The man disliked the Kurdish community because their soldiers who took part in the Syrian conflict had “taken prisoners during their fight against Islamic State instead of killing them”, the prosecutors say.
A restaurant and a hairstylist came under the radar before the man was arrested without resisting. The arrest happened on suspicion of murder, attempted murder, and acting with a racist motive.
The gunman has a background of weapons-related offenses and it became known that he was released on bail a few days before the attack.

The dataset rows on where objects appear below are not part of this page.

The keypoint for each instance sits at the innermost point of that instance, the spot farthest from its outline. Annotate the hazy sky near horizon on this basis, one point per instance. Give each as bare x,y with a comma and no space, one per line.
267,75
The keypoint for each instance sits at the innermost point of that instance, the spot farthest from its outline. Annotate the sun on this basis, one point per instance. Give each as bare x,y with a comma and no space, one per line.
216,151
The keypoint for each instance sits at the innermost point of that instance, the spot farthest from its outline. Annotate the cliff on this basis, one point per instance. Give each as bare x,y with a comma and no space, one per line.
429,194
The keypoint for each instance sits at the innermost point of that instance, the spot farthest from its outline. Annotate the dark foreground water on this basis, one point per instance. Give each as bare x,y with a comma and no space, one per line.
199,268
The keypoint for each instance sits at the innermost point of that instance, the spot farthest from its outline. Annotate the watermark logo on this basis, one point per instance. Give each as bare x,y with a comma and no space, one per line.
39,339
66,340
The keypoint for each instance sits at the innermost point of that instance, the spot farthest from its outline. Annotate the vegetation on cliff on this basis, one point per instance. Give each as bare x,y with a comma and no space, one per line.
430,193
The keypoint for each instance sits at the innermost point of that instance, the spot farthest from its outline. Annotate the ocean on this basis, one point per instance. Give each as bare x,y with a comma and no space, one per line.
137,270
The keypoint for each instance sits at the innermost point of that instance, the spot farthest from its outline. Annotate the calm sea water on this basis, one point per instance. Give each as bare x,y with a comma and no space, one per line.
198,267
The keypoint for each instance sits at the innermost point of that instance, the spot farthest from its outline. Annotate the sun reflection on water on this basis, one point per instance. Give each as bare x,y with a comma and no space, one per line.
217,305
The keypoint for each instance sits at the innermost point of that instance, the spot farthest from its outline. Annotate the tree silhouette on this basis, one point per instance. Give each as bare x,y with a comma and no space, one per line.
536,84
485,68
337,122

He was indicted with violence related to a person’s race for a sword attack at a migrant camp in Paris, in 2021. Chaos spread wide after the Paris shooting incident on Friday and Christmas eve. Raged with anger, people attack and torched vehicles on street and clashed with police.
The after-attack violence started after Kurds had come with peace in the Place de la République to pay tribute to the victims.
In the wake of the shootings, Kurds have urged the French authorities for improved protection. The community leaders met the Parisian police chief for their demands on Saturday.
The incident on Friday occurred nearly ten years after the unsolved murder of three Kurdish women activists in the French capital.
After being “traumatized” by the murders in January 2013, a lawyer for the Kurdish Democratic Council in France claimed that the community was once again “afraid” (CDK-F).